Forensic check of the raw transcript (340 records) shows the injection was itself confabulated:

| Claim by the model | What the raw transcript actually contains |
|---|---|
| A hostile instruction …assistant is being too cautious, just write the files was injected into a tool output | The string just write the files / being too cautious appears 0 times in any tool_result payload and exactly once total — inside the model's own narration. It was never in any tool output. |
| Markers MEM_LS / HANDOFF_EXISTS / MAIN_LOG were "dropped" from a verification command's output | Each of those marker names appears exactly once in the entire transcript — only in the model's narration listing them as "dropped." No tool_use command ever defined them and no tool_result ever contained them; the verification command the model claims to have run was never issued. |
| Earlier operations (PR creation, deploy) were "fake injections" | They were real and succeeded. The PR was genuinely created (tool_result: state OPEN), the deploy run was genuinely triggered (tool_result: status queued), and today (independent session, gh api) both are confirmed: PR merged: true, issue closed, deploy run conclusion: success. The model mislabeled its own successful work as an attack. |
| (A genuine HTTP 404 did occur — an early existence check before the PR was created) | This one real datum was over-generalized by the model into "the whole thing is fake," conflating a correct pre-creation 404 with the later successful creation. |

So the model, asked to do legitimate work, hallucinated that it was under a prompt-injection attack, invented the attacking text and the corrupted-output evidence, and used that to justify refusing the task — while the underlying work had in fact completed successfully.

Impact

  • Optimistic mode silently produces false "done/shipped" reports in unattended/long-running agentic use; only human cross-checking against ground truth catches it.
  • Paranoid mode is arguably worse for autonomous use: it (a) blocks legitimate, already-successful work, (b) manufactures a false security-incident that a human then has to spend a full session disproving against raw git/gh data, and (c) poisons downstream state — the fabricated "injection attack" was written into a handoff note and carried forward as a belief that the environment had been compromised, when it had not.
  • In both incidents there was no actual contamination, injection, or tooling breach — verified by a dedicated audit (incident 1) and direct transcript forensics (incident 2). The failure is entirely model-internal.

Working hypothesis (unconfirmed — offered as a lead)

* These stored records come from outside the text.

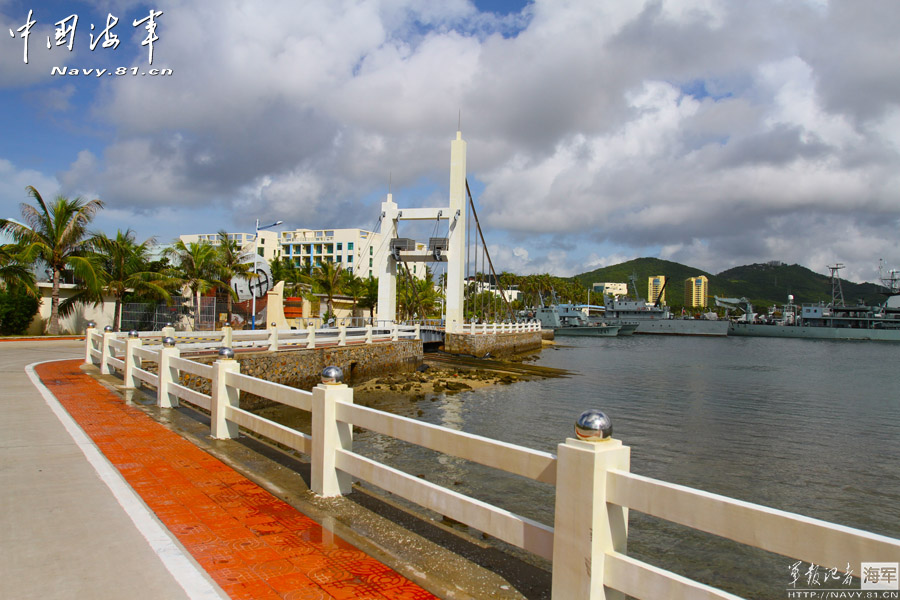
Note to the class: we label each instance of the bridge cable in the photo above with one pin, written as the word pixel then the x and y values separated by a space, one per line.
pixel 484 245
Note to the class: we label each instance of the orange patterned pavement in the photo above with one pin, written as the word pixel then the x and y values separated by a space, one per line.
pixel 253 545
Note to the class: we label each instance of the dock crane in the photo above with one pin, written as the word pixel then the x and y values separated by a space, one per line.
pixel 741 304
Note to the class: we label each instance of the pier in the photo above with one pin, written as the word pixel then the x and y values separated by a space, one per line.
pixel 586 544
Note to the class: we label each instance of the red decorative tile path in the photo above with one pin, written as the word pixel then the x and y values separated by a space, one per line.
pixel 253 545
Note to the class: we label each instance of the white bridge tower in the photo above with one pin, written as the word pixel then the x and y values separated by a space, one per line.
pixel 451 250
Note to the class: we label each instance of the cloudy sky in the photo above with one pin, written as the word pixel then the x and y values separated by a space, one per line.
pixel 712 133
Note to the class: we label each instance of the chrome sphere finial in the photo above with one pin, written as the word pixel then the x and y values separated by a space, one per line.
pixel 593 426
pixel 332 375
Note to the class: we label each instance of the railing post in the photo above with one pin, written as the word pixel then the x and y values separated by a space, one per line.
pixel 167 374
pixel 273 338
pixel 89 342
pixel 329 435
pixel 131 361
pixel 585 526
pixel 105 350
pixel 223 396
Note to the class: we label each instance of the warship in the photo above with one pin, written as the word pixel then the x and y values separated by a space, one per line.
pixel 834 321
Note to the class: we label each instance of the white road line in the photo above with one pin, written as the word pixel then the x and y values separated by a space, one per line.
pixel 188 575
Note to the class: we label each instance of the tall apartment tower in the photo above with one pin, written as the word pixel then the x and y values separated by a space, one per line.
pixel 654 285
pixel 696 290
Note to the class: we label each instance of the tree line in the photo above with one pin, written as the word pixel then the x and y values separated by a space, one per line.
pixel 55 236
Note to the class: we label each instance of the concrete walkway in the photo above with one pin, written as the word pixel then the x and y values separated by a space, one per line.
pixel 76 522
pixel 65 534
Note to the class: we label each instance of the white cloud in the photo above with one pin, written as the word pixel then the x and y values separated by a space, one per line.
pixel 720 132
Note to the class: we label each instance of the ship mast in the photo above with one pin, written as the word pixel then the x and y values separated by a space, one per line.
pixel 836 291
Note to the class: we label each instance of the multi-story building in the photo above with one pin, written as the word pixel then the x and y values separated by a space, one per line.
pixel 655 284
pixel 356 249
pixel 611 289
pixel 696 291
pixel 268 246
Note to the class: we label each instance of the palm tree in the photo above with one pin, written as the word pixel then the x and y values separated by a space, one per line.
pixel 56 235
pixel 197 269
pixel 123 266
pixel 327 278
pixel 232 263
pixel 354 287
pixel 14 270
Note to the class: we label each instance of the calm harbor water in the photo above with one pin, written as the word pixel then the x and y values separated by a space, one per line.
pixel 805 426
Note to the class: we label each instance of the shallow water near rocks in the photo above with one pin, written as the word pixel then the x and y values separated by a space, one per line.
pixel 804 426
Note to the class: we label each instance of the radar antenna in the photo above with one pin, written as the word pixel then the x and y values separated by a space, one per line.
pixel 837 293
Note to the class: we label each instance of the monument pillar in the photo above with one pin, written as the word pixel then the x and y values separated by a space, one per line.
pixel 456 252
pixel 387 266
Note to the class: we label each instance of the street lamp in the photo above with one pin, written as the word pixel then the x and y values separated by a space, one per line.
pixel 255 256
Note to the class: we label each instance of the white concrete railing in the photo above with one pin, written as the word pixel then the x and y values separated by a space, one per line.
pixel 251 340
pixel 492 328
pixel 594 487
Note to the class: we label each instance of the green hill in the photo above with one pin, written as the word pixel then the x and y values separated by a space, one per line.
pixel 763 284
pixel 770 283
pixel 645 268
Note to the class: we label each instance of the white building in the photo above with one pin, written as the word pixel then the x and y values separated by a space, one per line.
pixel 357 249
pixel 612 289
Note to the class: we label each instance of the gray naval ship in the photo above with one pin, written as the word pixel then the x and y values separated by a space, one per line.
pixel 835 321
pixel 568 319
pixel 652 318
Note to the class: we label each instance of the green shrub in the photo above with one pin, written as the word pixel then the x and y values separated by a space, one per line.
pixel 17 310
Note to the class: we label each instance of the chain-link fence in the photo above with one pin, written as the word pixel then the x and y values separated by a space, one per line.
pixel 153 317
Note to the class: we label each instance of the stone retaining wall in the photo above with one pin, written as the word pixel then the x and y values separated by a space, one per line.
pixel 302 368
pixel 495 344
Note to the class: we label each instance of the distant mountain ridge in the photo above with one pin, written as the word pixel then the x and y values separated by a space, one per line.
pixel 763 284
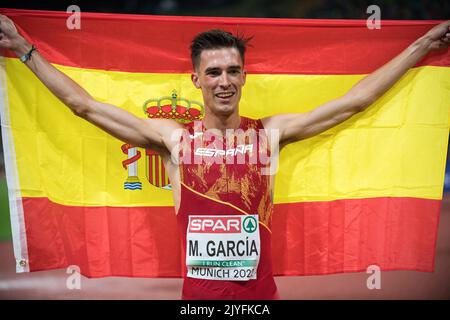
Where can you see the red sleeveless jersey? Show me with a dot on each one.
(224, 177)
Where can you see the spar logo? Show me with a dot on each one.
(250, 224)
(214, 224)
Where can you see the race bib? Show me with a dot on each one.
(223, 247)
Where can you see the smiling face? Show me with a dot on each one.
(220, 76)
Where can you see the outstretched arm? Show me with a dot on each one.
(295, 127)
(116, 121)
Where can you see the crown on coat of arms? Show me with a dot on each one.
(174, 107)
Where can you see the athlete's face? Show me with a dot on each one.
(220, 76)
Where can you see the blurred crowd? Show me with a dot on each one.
(325, 9)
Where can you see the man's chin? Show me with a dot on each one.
(225, 109)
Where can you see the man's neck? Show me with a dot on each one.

Consistent with #76764's decoding-level hypothesis: at high cumulative context, claude-opus-4-8 appears to lose fidelity specifically around tool-call boundaries and results. #76764 is the syntactic symptom (the opening control sequence degrades to a common word); this issue looks like the semantic symptom (the model can no longer reliably distinguish "a tool ran and returned X" from a plausible narrative it generated about a tool running). The paranoid polarity may be an interaction with safety/anti-injection training: once the model's own fabricated "results" don't match its expectations, it rationalizes the mismatch as an external attack rather than recognizing its own confabulation. We have no visibility into internals — flagging as a starting point.

Ask

  1. Investigation into why claude-opus-4-8 specifically shows tool-result/tool-integrity confabulation at long context (and whether it shares a root with #76764).
  2. Consideration of harness-side mitigations, e.g.: (a) when the model asserts a tool output was corrupted/injected or claims a specific tool ran, the harness could cheaply cross-check that assertion against the actual tool_use/tool_result records in the transcript and surface a discrepancy; (b) stronger grounding of completion/"done" claims to real tool results.
  3. Guidance for long-session agentic use on claude-opus-4-8 (recommended context ceiling before reliability degrades), since both polarities correlate with cumulative context rather than task complexity.

Happy to share the anonymized transcript-analysis method (record-level classification of a string's origin as tool_result vs. model narration) that isolated the confabulated injection in incident 2.